Wednesday, November 04, 2015

Tocqueville Alexis De (1805-1859)

Tocqueville Alexis De, French political thinker, historian and statesman, was born in Verneil, France, to an aristocratic family that had narrowly escaped the guillotine during the French revolution.  He could trace his lineage back to the Normans who fought at the Battle of Hastings.

Tocqueville Alexis De was a leading abolitionist during the July Monarchy (1830-1848) of King Louis-Philippe. He is widely known for his classic study of the culture and politics of the United States, Democracy in America (1835-1840) the first analysis of American government written by a foreigner.

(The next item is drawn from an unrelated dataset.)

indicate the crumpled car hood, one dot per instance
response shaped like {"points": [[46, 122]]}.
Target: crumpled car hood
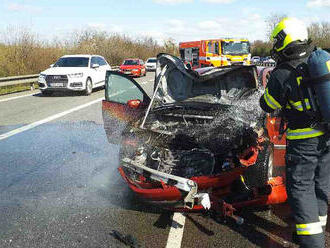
{"points": [[176, 83]]}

He studied law in Paris and served briefly as a junior magistrate at Versailles. In 1831 he accepted a commission to travel to the United States ostensibly to study the American penal system.

Throughout these travels, Tocqueville took extensive notes and observations that he would use later in his writing.

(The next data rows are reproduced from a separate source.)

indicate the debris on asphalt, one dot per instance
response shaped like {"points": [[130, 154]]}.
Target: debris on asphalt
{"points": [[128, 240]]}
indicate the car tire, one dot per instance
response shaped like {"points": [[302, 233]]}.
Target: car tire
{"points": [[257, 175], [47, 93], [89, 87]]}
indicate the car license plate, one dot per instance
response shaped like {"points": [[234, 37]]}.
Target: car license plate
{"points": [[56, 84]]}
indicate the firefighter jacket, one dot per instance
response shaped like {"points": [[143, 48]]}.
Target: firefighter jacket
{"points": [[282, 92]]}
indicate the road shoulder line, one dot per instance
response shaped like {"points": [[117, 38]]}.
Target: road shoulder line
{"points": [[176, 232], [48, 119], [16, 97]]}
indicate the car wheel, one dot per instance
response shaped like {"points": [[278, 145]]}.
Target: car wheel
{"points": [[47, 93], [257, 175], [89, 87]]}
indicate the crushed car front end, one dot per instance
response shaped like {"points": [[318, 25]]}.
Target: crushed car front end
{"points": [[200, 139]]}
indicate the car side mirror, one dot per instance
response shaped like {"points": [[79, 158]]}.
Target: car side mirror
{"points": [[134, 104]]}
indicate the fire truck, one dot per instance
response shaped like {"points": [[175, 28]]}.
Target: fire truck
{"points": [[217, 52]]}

Tocqueville served in France’s Chamber of Deputies from 1839 to 1851 where he advocated government decentralization and the establishment of an independent judiciary.

He served as a foreign minister under Louis Napoleon Bonaparte for five months in 1849.

He spent his last year writing a massive history of France designed to return the French to the ideas of liberty and equality that were the core of the French Revolution.

From 1850 to 1851 he wrote Reflections of the Revolution of 1848. He completed the first volume, The Old Regime and the French Revolution (1856), before succumbing to tuberculosis in 1859.